We are well into the summer. The weather is hot, but people are finding ways to get out and enjoy this time of year. We see the pictures on social media of many of our friends and family getting out and moving. Despite this fact, I recently came across an outstanding Harvard Public Health article on obesity in America (thanks for sharing this Mark Milligan). It is amazing to see the trends that are plaguing our country:
The article is a treasure trove of interesting facts about how we got to where we are and what we can do about it. After reading this, it made me start to think about our role as PTs in wellness. Isn’t this one of the hot topics in PT? It needs to be–but are we implementing it effectively?
Regional Interdependence–this term is familiar to many who read this blog. It was a term that made us open our eyes and think more globally about assessment and treatment. Taking a regional approach challenged us to not have tunnel vision. It seems to me that we need to expand the backbone of regional interdependence to a systems mindset. By this I mean we need to look beyond impairments associated with the patient’s chief complaint. We have all assessed a patient with a primary complaint of chronic low back pain, but when we look more global, the patient also has hypertension, diabetes and is a smoker. Although the low back pain is limiting the patient’s ability to function, there are other pressing issues that the PT must address. If not, it would be the same as if we were still using a reasoning model surrounding VMO strengthening for anterior knee pain.
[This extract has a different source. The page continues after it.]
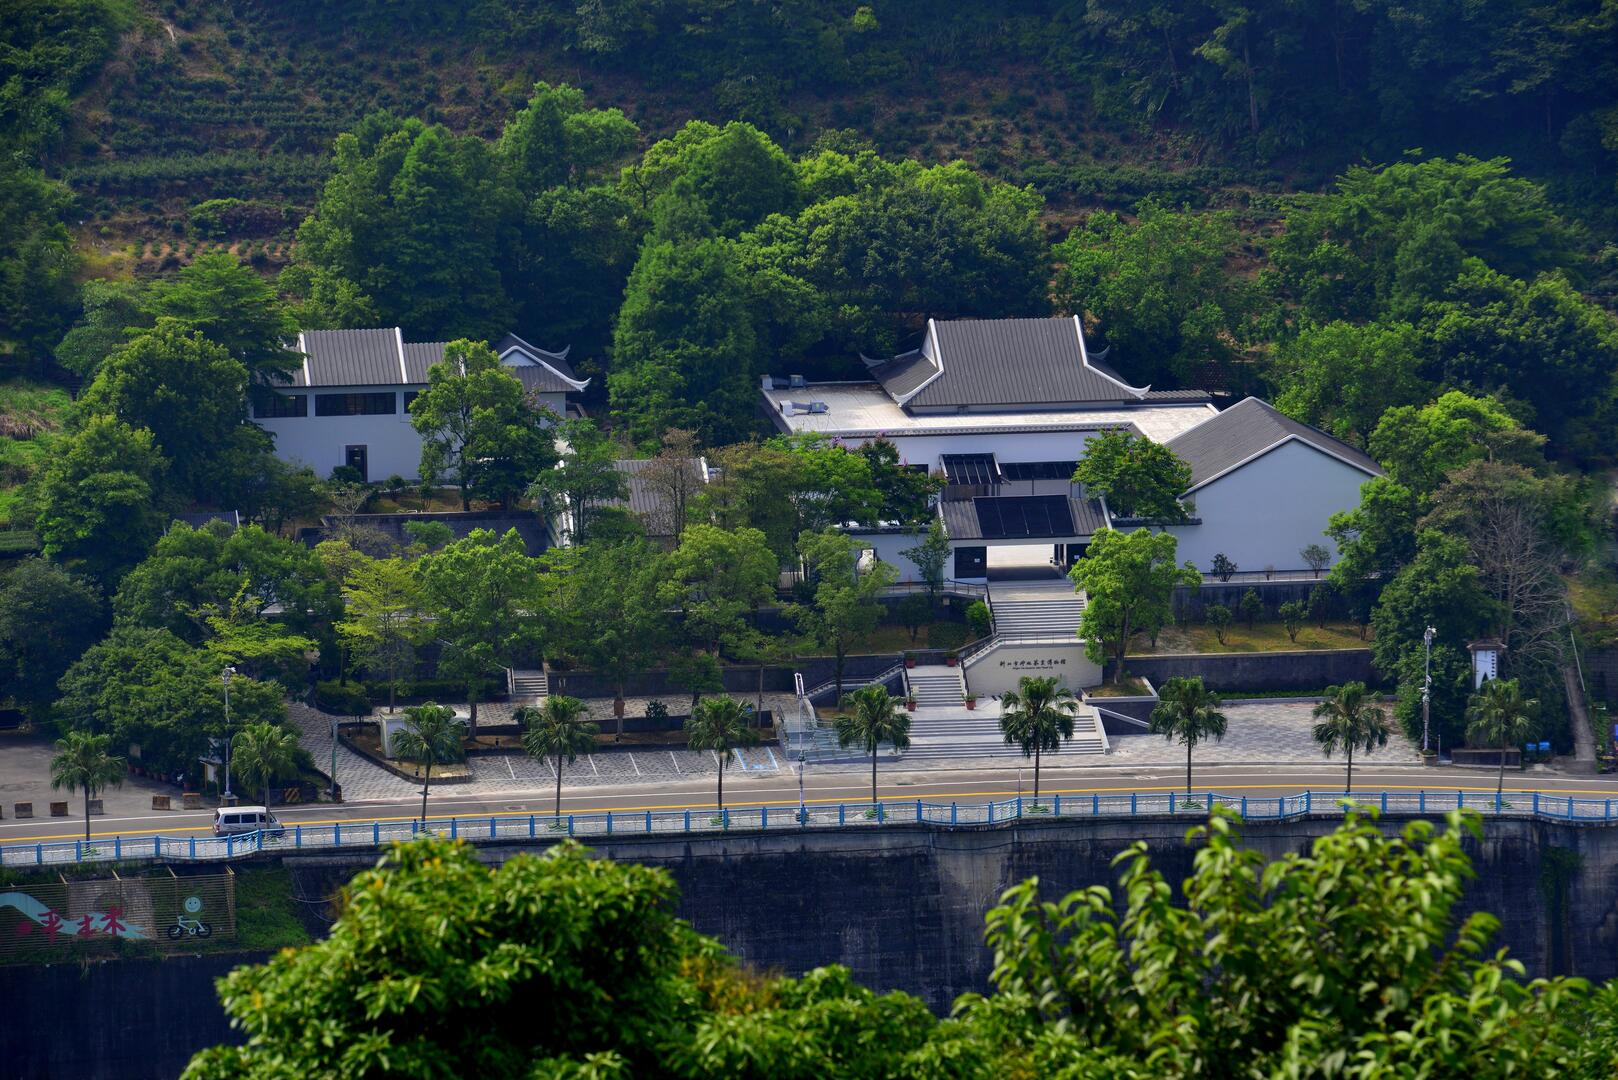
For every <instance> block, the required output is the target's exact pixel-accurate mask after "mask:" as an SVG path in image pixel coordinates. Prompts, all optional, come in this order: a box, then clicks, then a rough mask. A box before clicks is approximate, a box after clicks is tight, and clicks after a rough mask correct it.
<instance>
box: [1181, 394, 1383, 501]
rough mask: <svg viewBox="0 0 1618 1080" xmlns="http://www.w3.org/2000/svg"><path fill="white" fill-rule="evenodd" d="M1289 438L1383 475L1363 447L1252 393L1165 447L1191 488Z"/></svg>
mask: <svg viewBox="0 0 1618 1080" xmlns="http://www.w3.org/2000/svg"><path fill="white" fill-rule="evenodd" d="M1288 437H1291V439H1298V440H1301V442H1306V444H1309V445H1312V447H1314V449H1317V450H1320V452H1324V453H1330V455H1332V457H1336V458H1341V460H1343V461H1346V463H1349V465H1353V466H1354V468H1359V470H1364V471H1366V473H1370V474H1372V476H1380V474H1382V468H1380V466H1379V465H1377V463H1375V460H1374V458H1372V457H1370V455H1369V453H1366V452H1364V450H1356V449H1354V447H1351V445H1348V444H1346V442H1341V440H1340V439H1333V437H1332V436H1328V434H1325V432H1324V431H1320V429H1317V427H1311V426H1309V424H1306V423H1302V421H1296V419H1293V418H1291V416H1286V415H1283V413H1281V411H1280V410H1277V408H1275V406H1273V405H1270V403H1269V402H1262V400H1259V398H1256V397H1249V398H1244V400H1243V402H1238V403H1236V405H1231V406H1230V408H1228V410H1225V411H1223V413H1218V415H1217V416H1210V418H1209V419H1205V421H1202V423H1201V424H1197V426H1196V427H1191V429H1189V431H1186V432H1184V434H1181V436H1178V437H1175V439H1170V440H1168V442H1167V444H1165V445H1167V447H1168V449H1170V450H1173V452H1175V453H1178V455H1180V457H1181V458H1183V460H1184V461H1186V465H1189V466H1191V487H1192V489H1196V487H1201V486H1202V484H1205V483H1207V481H1210V479H1214V478H1215V476H1220V474H1222V473H1226V471H1228V470H1231V468H1235V466H1236V465H1241V463H1243V461H1246V460H1247V458H1251V457H1254V455H1256V453H1260V452H1264V450H1267V449H1270V447H1273V445H1275V444H1278V442H1281V440H1283V439H1288Z"/></svg>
With this being stated, is there a point where we might be thinking too regionally/globally? I know at times when taking in all regional impairments associated with a given patient’s presentation, I could get overwhelmed. Do I address the patient’s poor hip strength, poor patellar mobility or stiff ankle first in this patient with knee pain? Using a sound reasoning process has assisted greatly with this. I had to learn to prioritize–not put the cart before the horse.
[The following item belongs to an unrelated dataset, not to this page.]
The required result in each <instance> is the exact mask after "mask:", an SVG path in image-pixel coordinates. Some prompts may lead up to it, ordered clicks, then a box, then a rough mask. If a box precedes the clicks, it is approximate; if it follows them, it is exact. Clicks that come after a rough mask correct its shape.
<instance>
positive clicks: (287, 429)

I bring this up as I feel the same might be happening in regard to wellness and prevention in PT. I have had some recent conversations with PTs that are doing a great job acknowledging the need to address comorbidities beyond the patient’s primary complaint, but often times are overwhelmed with where to start. Other therapists might utilize outstanding screening intake sheets and processes, but overwhelm the patient with paperwork and assessments on their first day in the clinic.
I think we need to remember to start with small steps. As it stands, we can’t even get PTs in the outpatient setting to consistently take vitals.
And yet we still have to convice many in our profession that #VitalsAreVITAL #ComeOnMan #cvpPT #hypertension #2017NEXT pic.twitter.com/GX1kude7hz
— Rich Severin DPT, PhD(c), CCS (@ptreviewer) June 22, 2017
How many of us are measuring waist circumference? Taking blood pressure and heart rate–not just at intake, but through out a session when appropriate? How many of us are using calculated target heart rates to guide exercise dosage? How about using rating of perceived exertion (RPE) and teaching patients to use this outside the clinic? These components do not need to be done all at initial evaluation, but sprinkled throughout the plan of care. Each little step will lead to the greater intent: promotion of wellness.
Great wellness promotion initiatives and PTs are out there making positive changes: Mike Eisenhart’s #summerofmove and #freetheyoke, Diane Jewell, Jennifer Gamboa and the Body Dynamics crew, and Rich Severn to name a few. It is awesome to see these folks “rallying the masses” to take steps to make wellness promotion something we play a large role in. PTs need to be engaging patients in healthy habits. But, as we look to change behaviors towards improving overall wellness, make sure you are not putting the cart before the horse.